Com quatro anos de funcionamento, os locais onde foram instalados os radares deste sistema registaram, face a igual período anterior à entrada em funcionamento do sistema, uma redução em todos os indicadores de sinistralidade: menos 29% de acidentes com vítimas, menos 82% de vítimas mortais, menos 57% de feridos graves e menos 26% de feridos leves.
Em termos globais, nos primeiros dez meses de 2020 foram fiscalizados mais de 93 milhões de veículos, correspondendo a um aumento de 27,9%, face a período homólogo de 2019, relativo, essencialmente, ao aumento da fiscalização efetuada pelo SINCRO, sistema que fiscalizou 92% do total de veículos em termos de velocidade em Portugal continental.
Como tem evoluído a consciencialização dos condutores? Para alguns, a presença de um radar ou de uma operação policial ainda é encarada como “caça à multa”…
A expressão “caça à multa” não reflete o trabalho que está a ser feito em termos de fiscalização do cumprimento do Código da Estrada.
Tomemos em conta três aspetos que desmistificam essa afirmação: A ANSR regista anualmente cerca de 1,4 milhões de autos de contraordenação rodoviária.
Se pensarmos que existem cerca de seis milhões de condutores habilitados, constatamos que o rácio de autos levantados é muito baixo, especialmente quando todos temos a perceção e testemunhos diários de uma quantidade assinalável de infrações ao volante.
Por outro lado, e tomando como exemplo o SINCRO, todos os locais de controlo de velocidade atualmente existentes, estão devidamente assinalados pelo sinal respetivo (H43).
Com a futura instalação de “radares de velocidade média”, nos troços cuja localização será do conhecimento público, estes estarão, também, devidamente assinalados (H42).
Objetivamente o que se pretende com esta rede de radares de velocidade?

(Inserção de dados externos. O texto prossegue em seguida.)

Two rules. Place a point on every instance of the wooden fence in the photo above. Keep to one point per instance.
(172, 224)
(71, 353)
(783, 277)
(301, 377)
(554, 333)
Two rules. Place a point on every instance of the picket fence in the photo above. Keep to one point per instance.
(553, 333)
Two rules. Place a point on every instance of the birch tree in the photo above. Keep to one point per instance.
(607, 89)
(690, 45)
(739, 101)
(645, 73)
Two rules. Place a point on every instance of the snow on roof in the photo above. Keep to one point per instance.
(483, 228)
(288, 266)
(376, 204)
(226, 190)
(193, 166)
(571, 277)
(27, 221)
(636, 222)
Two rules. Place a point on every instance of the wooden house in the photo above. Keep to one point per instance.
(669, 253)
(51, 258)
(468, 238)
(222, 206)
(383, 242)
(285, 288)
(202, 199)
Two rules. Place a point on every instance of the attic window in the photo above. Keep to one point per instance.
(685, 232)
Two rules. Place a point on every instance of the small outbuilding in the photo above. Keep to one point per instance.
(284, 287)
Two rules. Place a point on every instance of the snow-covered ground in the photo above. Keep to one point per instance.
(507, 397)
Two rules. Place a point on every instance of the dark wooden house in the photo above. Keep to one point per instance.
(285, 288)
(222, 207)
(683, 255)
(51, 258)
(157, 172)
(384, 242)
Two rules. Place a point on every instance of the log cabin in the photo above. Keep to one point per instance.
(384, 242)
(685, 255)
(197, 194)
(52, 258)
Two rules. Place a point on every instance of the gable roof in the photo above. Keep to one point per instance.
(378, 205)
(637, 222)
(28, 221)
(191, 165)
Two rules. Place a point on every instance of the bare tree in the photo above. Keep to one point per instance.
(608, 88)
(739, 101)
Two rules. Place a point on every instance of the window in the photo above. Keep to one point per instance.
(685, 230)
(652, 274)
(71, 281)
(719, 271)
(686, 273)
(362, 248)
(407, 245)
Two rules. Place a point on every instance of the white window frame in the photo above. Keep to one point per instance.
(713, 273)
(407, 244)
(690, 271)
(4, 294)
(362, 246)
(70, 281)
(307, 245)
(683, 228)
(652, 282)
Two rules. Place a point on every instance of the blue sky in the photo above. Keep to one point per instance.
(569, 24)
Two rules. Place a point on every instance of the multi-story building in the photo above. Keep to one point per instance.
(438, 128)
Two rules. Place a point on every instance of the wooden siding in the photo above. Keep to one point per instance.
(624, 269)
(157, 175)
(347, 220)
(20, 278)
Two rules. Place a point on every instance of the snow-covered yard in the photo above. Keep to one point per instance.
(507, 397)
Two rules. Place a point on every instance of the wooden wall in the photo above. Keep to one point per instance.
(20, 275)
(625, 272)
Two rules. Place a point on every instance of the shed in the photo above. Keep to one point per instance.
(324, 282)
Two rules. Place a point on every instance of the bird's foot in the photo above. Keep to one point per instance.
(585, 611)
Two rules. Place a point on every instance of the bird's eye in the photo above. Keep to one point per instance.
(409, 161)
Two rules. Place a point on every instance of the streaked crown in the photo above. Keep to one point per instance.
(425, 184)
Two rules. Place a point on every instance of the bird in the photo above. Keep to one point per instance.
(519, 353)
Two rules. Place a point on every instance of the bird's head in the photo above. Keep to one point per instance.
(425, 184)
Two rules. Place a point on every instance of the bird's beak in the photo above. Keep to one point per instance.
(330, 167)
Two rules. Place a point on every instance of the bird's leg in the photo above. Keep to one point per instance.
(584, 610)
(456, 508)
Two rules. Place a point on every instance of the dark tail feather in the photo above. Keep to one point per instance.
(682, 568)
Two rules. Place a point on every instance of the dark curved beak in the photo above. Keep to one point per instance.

A preocupação subjacente ao SINCRO é a de diminuir a velocidade em locais onde a velocidade excessiva foi determinante para a ocorrência de acidentes, com o objetivo claro de salvar vidas.
No tema da velocidade, como em outros temas de segurança rodoviária, a nossa ação concertada com as forças de segurança tem, a montante, um planeamento que resulta da observação e análise da sinistralidade e da fiscalização.
Desta análise resulta o Plano Nacional de Fiscalização (PNF), documento com periodicidade anual, elaborado pela ANSR em colaboração com as Forças de Segurança (FS), que visa uma harmonização e otimização dos meios de fiscalização envolvidos nas campanhas de sensibilização específicas para cada comportamento de risco, projetando-os para ações em locais criteriosamente selecionados, tendo em conta a sinistralidade aí registada.
Por outro lado, à margem do PNF, a ANSR leva a cabo inúmeras ações de sensibilização, algumas delas a pedido da sociedade civil, por exemplo, em escolas, associações, etc.. Por seu lado, as FS também têm as suas próprias ações, contribuindo assim para o alargamento e diversificação da promoção da segurança rodoviária.
Prossiga para a segunda parte da entrevista a Rui Soares Ribeiro, presidente da Autoridade Nacional de Segurança Rodoviária (ANSR):
https://fleetmagazine.pt/2020/12/22/prevencao-rodoviaria-empresas-ansr/
Novos radares: onde vão estar
A ampliação do SINCRO vai contar com 20 novos Locais de Controlo de Velocidade (LCV) para o controlo de velocidade média entre dois pontos e 30 LCV de velocidade instantânea.
Deste modo, a rede dos atuais 60 locais de controlo de velocidade (50 instalados em 2016/2017 e dez em 2019), tendo como novidades capacidade para medir a velocidade média entre dois pontos e a velocidade de vários veículos em simultâneo, mesmo quando estes circulam lado a lado ou a uma distância inadequada entre si.
A localização dos novos radares teve como pressuposto, entre outros fatores, a velocidade excessiva como causa principal da sinistralidade nos locais onde vão ser instalados, sendo assim uma forma de persuasão para os condutores cumprirem com os limites legais estabelecidos.
Alguns dos novos radares vão ser instalados em trajetos localizados na EN5 em Palmela, EN10 em Vila Franca de Xira, EN101 em Vila Verde, EN106 em Penafiel, EN109 em Bom Sucesso, IC19 em Sintra e IC8 na Sertã.